Page 1 of 1

I Can Consistently Crash TP 7.0.4 with RE

Posted: Wed Apr 24, 2013 5:38 pm
by kengrubb
I can consistently crash TP 7.0.4 using an RE Find, and I have sent the .dmp file to support@textpad.com

I am fairly adept with RE, and thus far the move to Perl RE isn't stopping me. In fact, it makes a lot of things easier.

I wanted to change the first \ in a line to a tab, and then change the last \ in a line to a tab.

The RE Find syntax that crashes TP 7.0.4 is this

^([^\]{1,})\\

I wanted to change it to this:

\1\t

I ended up changing \ to ÿ (\xFF), made my changes, then changed all remaining ÿ back to \

Can anyone help me with a better workaround?

Posted: Wed Apr 24, 2013 6:54 pm
by bbadmin
Ken, "^([^\]{1,})\\" is an invalid regular expression, which is causing the crash that will be fixed. Any literal "\" must be input as "\\", otherwise it escapes the next character. In this case it causes the closing "]" to be treated as a literal, so the opening "[" is never closed.

Try searching for: "([^\\\r\n]*)\\(.+)\\"
and replacing with: "$1\t$2\t"

Posted: Wed Apr 24, 2013 7:04 pm
by ben_josephs
I can reproduce that. The Boost regex library throws an exception: "Unmatched [ or [^ in character class declaration" but TextPad doesn't catch it.

You need to quote the backslash in the character set:
^([^\\]{1,})\\

Your regex requires a matched line to begin with a character that isn't a backslash; I assume that's intentional.

It's equivalent to
^([^\\]+)\\

But negated character sets match newline characters, so the whole regex matches across newlines. You need
^([^\\\r\n]+)\\

The placeholder symbol is now $, not \. So your replacement should be
$1\t

If the lines always contain at least two backslashes, you can do it all in one go:
Find what: ^([^\\\r\n]+)\\(.*)\\
Replace with: $1\t$2\t

Posted: Wed Apr 24, 2013 7:05 pm
by ben_josephs
Snap!

Posted: Mon Apr 29, 2013 7:56 pm
by kengrubb
Very much appreciated.

So "Not the literal \" is:

[^\\]

Rather than:

[^\]

This actually may clear up one or two similar issues where I was unable to find what I wanted with RE from the past.

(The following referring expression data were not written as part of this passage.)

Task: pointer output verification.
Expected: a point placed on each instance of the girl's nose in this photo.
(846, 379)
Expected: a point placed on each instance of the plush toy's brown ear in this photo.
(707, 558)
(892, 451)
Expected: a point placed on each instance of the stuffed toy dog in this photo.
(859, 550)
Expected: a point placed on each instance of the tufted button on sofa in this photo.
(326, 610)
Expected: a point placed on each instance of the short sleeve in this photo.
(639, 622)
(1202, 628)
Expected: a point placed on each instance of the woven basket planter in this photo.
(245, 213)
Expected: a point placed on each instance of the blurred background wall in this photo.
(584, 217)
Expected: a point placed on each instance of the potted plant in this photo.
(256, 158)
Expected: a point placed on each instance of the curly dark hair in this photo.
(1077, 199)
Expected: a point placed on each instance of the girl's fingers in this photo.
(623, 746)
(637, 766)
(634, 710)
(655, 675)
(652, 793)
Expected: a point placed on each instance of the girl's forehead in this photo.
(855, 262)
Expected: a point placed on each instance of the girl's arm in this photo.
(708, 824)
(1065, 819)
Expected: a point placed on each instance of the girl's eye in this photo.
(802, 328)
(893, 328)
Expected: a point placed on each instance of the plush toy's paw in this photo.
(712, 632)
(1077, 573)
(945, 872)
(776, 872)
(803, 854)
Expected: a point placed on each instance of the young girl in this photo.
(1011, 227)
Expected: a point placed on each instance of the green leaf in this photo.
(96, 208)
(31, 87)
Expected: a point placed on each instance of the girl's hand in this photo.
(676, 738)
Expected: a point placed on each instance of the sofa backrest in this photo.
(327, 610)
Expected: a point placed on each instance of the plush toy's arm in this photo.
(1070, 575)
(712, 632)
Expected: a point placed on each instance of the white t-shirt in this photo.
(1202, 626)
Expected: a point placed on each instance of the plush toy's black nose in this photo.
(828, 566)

Posted: Mon Apr 29, 2013 9:00 pm
by ben_josephs
The regex recogniser used by TextPad before version 7 did not require a backslash in a character set to be quoted with a backslash. So [^\] was the correct expression for any one character that isn't a backslash (note: this is not the same as "not a backslash").

The regex recogniser used by TextPad version 7 allows a character set to contain constructs that use backslash as an escape, such as \n and \x41. Therefore if a backslash is being used as a literal it must be quoted. So [^\\] is now the correct expression for any one character that isn't a backslash.

Note that the backslash has a split personaility. With Perl-style regexes (as in TextPad 7) there is a consistent rule. Before an alphanumeric character the backslash escapes the character: it changes it from a literal to something special. Before a non-alphanumeric charcter the backslash quotes the character: it changes it from something special to a literal.